生計を立てる事って大事だよ。例えば定年後の心配だってあるでしょ。そりゃ仕事をしてないと自由な時間が増えるし、仕事以外の活動に打ち込めるけど…例えば演劇とか研修生になるとか…学びたい事を学ぶという選択が可能だよね。でも、何かの情熱のために仕事を辞めてしまうのってリスクが大きい。

仕事は持っていたほうがいい。僕の場合は、仕事を辞めて演劇に打ち込んだ事が吉と出たけど、正直言うととてもめずらしい例なんだよ。

 

aniel:もちろん、僕の言う「ある人」には生活の糧も大事なんだけど、それよりもその人物の問題はね、何をするべきか判らない…という事だったとしよう。例えば演劇にも興味特になくって…なんて。その人物がやりたい事を見つけるために、なにか助言はあるかい?

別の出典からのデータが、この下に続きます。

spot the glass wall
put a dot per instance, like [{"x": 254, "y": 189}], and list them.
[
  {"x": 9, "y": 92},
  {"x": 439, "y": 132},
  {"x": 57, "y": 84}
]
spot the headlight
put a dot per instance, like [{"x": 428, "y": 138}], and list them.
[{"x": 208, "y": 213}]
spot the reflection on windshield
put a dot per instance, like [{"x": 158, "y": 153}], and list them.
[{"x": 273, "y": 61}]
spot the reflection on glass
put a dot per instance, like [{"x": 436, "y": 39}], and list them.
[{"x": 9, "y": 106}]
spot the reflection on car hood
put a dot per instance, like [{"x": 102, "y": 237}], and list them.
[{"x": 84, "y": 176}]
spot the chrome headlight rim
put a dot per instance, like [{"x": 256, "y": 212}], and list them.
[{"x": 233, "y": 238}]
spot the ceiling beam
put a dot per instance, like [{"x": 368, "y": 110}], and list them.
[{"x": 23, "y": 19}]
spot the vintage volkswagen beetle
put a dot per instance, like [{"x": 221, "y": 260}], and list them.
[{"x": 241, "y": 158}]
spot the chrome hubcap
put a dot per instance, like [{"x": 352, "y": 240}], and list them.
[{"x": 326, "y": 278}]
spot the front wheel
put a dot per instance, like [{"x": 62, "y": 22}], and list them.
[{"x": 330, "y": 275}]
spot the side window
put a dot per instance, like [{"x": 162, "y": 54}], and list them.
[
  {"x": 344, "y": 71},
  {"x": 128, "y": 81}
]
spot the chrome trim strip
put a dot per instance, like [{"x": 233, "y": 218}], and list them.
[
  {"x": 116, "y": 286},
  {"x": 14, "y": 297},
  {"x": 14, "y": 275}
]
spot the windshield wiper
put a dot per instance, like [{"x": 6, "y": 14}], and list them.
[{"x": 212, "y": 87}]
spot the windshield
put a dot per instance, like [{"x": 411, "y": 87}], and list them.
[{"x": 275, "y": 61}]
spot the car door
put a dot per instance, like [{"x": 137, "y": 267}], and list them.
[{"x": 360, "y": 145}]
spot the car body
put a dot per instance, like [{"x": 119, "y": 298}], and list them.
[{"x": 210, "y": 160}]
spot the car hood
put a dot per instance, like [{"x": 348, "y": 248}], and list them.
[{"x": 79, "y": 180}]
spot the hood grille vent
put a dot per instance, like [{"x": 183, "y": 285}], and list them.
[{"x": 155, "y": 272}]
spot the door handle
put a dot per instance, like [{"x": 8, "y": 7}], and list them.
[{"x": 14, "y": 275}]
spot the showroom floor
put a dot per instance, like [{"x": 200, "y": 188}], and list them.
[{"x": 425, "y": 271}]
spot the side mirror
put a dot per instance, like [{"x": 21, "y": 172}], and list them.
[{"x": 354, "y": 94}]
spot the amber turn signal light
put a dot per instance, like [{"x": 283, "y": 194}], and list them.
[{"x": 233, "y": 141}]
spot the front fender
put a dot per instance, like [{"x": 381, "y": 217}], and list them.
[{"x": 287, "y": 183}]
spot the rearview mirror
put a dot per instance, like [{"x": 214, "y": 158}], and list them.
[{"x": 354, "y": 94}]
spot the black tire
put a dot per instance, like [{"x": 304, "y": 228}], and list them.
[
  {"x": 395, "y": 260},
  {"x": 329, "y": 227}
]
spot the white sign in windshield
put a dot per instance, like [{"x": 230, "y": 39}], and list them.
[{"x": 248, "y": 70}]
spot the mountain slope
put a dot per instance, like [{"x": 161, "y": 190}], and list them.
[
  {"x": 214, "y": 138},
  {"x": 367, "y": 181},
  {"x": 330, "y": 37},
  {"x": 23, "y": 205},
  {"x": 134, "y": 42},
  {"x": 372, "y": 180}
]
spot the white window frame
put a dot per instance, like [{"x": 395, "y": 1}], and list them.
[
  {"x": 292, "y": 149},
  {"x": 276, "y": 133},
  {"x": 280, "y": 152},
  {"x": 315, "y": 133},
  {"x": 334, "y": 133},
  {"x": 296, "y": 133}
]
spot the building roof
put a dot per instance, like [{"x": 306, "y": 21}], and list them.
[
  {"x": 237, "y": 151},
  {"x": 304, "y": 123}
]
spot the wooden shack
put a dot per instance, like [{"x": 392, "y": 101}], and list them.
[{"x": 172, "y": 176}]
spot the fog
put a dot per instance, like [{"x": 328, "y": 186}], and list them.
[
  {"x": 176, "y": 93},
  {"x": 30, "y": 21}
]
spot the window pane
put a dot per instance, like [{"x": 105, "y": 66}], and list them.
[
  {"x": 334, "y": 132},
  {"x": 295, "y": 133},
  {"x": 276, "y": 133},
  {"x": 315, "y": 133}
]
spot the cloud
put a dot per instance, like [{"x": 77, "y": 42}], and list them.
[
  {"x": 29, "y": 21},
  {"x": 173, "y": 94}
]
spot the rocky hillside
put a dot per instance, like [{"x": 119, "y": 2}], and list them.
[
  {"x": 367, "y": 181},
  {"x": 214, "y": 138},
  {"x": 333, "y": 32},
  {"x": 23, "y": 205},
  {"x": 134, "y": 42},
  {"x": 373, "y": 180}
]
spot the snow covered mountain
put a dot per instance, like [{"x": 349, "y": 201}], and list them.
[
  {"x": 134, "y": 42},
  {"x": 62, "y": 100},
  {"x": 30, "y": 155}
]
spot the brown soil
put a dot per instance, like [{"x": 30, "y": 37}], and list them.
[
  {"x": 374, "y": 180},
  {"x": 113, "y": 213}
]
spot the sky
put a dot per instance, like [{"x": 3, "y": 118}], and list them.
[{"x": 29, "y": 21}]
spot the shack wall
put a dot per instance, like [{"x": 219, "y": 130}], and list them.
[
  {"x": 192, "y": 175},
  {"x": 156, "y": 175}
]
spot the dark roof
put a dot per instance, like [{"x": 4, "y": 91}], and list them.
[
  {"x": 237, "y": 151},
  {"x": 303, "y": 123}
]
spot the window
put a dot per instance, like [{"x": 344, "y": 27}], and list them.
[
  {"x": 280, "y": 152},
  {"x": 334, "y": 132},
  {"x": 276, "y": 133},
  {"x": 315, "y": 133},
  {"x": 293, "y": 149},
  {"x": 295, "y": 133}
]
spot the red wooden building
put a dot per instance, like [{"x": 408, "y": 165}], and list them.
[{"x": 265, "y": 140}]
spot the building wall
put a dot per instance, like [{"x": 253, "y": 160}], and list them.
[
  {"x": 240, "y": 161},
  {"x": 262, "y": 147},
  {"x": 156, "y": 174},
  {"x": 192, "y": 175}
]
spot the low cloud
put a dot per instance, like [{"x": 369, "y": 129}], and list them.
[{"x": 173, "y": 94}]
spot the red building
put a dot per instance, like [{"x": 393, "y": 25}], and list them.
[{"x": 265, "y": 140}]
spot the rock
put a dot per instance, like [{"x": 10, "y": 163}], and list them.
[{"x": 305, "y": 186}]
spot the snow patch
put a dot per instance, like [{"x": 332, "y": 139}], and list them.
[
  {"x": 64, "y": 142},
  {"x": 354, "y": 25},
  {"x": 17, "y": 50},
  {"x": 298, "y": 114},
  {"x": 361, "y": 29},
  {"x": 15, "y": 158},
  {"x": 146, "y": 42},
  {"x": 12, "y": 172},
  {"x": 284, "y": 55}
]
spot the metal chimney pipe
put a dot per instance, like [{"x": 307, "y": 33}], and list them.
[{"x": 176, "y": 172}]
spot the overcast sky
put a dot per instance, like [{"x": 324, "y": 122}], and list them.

Levent : あまりよくない助言を与えてしまうかもね。助言する前にその人そのものを知る必要もあるから。精神性や人生なども。もしその人物が正直に自分らしく僕に相談を求めたら、そうだな…僕たちの関係はまるで鏡のようになる。僕は自分の人生を語り、その人は聞いた事から何かを思う。ただ助言が欲しい人のために助言するのは、僕は苦手さ。

もしシンプルな助言が1つあるとすれば…夢にあこがれるだけじゃダメだってことかな。実現に向けて実際に考える事が大事だよ。もし現在の仕事が好きでないのなら他の事を学んで、自分を変えて行く。変えて変えてどんどん変えて、その先にひょっとしたら本当に好きなものも見つかるかもしれない。

 

Daniel : キミは今パリに住んでるけど、それは必要性があるから?それとも自分自身の選択なのかな?他の場所で生きてみたいと思う事はある?

Levent :もうちょっとしたら田舎に住んでみたいと思っているよ。自分にもっとお金があって、例えば素敵な場所に家でも建てて、そこで絵を描いたりして…。

今パリで小さなアパートで暮らしているのは、必要性からかな。僕は32歳の時にフランスに移り住んだんだ。以前はトルコで暮らしていた。

 

Daniel : パリに住めば出会いや、スペクタクル、創造のアイデアなんかも沢山見つかるよね。もしも明日からパリ以外で暮らす事になったら、今までと同じ活動を続けていく事は可能かな?

Levent : いいね、僕はもっと郊外に住んでみたいよ、庭付きの家なんかでさ…。そこでもダンスや演劇、詩や映画を…フェスティヴァルなんかを1年に1回くらい企画すればやっていけるかもしれない。でも僕にとってはまだ夢の先という感じだな。僕は観衆の前で演じるのが好きだし、僕の仕事をみんなに知ってもらいたい。公開していく事は大事なんだ。特に、若いろう演劇者たちに見せる必要がある。彼らがそれによって目覚める手伝いをしたいんだ。若いろう者たちはきっと沢山悩んでいるだろうと思う。何が出来るのかと。僕はいつも彼らに言うんだ、試してみなくちゃダメだって。そして自分を信じること。僕は自分の人生が彼らにとって、何か1つの例になることが出来たら嬉しいよ。

 

Daniel : ところでさ、東京に住んでみたいと思った事はない?パリと東京、選ぶとしたらどっち?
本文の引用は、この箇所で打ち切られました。